How did I make it this far?

15 February 2024

I find myself asking that question a lot these days.

Another question I've been asking myself a lot is, what the hell am I going to write in this post? I've tried a few things in the days leading up to this (timed) post, and to be honest they all, upon rereading, sound like I'm some combination of coming apart at the seams, in dire need of a vacation in which I do not get sick, in need of therapy (which, to be fair, I am), and sleeping like I did in high school (which is to say, not sleeping at all). Modulo needing therapy none of those things are true. And the last thing I want is to worry people unnecessarily. For whatever it's worth, unless I have something solid to write about at this time (which I don't) the story just doesn't come together. It's a time where I can come up with some idea of what to write about while I'm in the shower waking up, but once I get to a keyboard it's just not there. Maybe they'll happen soon; forcing it is always a bad idea.

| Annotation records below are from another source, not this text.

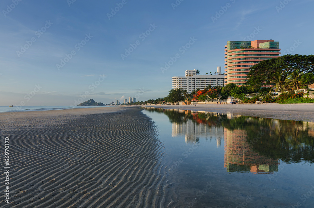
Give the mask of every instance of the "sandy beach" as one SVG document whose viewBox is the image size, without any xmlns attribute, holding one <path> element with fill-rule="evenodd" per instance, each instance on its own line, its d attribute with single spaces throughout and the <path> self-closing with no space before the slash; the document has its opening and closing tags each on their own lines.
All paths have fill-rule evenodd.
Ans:
<svg viewBox="0 0 314 208">
<path fill-rule="evenodd" d="M 206 105 L 145 106 L 147 107 L 230 113 L 283 120 L 314 122 L 314 103 L 297 104 L 211 104 Z"/>
<path fill-rule="evenodd" d="M 142 110 L 16 112 L 9 118 L 0 113 L 10 167 L 10 203 L 3 198 L 2 207 L 160 207 L 162 146 Z"/>
</svg>

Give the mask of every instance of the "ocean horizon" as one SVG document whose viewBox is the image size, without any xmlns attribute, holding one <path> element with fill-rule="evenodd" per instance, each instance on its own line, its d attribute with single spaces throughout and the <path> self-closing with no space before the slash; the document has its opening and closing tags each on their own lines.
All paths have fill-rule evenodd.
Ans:
<svg viewBox="0 0 314 208">
<path fill-rule="evenodd" d="M 50 111 L 56 110 L 62 110 L 69 108 L 81 108 L 100 107 L 110 107 L 115 106 L 20 106 L 10 107 L 7 106 L 0 106 L 0 112 L 19 112 L 22 111 Z"/>
</svg>

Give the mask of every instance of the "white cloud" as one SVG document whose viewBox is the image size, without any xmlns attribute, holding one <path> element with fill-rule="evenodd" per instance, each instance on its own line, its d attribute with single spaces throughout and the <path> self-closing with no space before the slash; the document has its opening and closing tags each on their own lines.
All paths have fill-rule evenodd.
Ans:
<svg viewBox="0 0 314 208">
<path fill-rule="evenodd" d="M 95 74 L 89 74 L 88 75 L 84 75 L 84 76 L 81 76 L 81 77 L 92 77 L 95 76 Z"/>
</svg>

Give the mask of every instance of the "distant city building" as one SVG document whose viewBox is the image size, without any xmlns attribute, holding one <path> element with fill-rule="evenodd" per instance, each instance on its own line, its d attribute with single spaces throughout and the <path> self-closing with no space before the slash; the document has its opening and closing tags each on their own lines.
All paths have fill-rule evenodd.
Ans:
<svg viewBox="0 0 314 208">
<path fill-rule="evenodd" d="M 218 75 L 196 75 L 196 70 L 187 70 L 185 77 L 172 77 L 172 89 L 181 88 L 191 92 L 197 88 L 203 90 L 210 85 L 212 87 L 224 86 L 225 76 L 221 74 L 221 67 L 217 68 Z"/>
<path fill-rule="evenodd" d="M 225 46 L 225 84 L 245 85 L 249 68 L 263 60 L 279 57 L 279 42 L 269 40 L 228 41 Z"/>
<path fill-rule="evenodd" d="M 136 99 L 135 99 L 135 97 L 129 97 L 129 103 L 131 103 L 131 102 L 136 102 Z"/>
</svg>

If you haven't guessed today's my birthday, which means that today would also have been my mom's birthday. I guess now I actually have time to grieve, or something approximating it. Alexithymia sucks like that and the wires in my head don't help with that.

Anyway, if you have a few dollars to spare, would you please consider making a donation to UPMC Family Hospice? They took good care of my mom before her death and went the extra mile for us and they could really use some love.

Now I'm going to cut this post off before I say something more dumb than usual. Go hug your loved ones, it's important.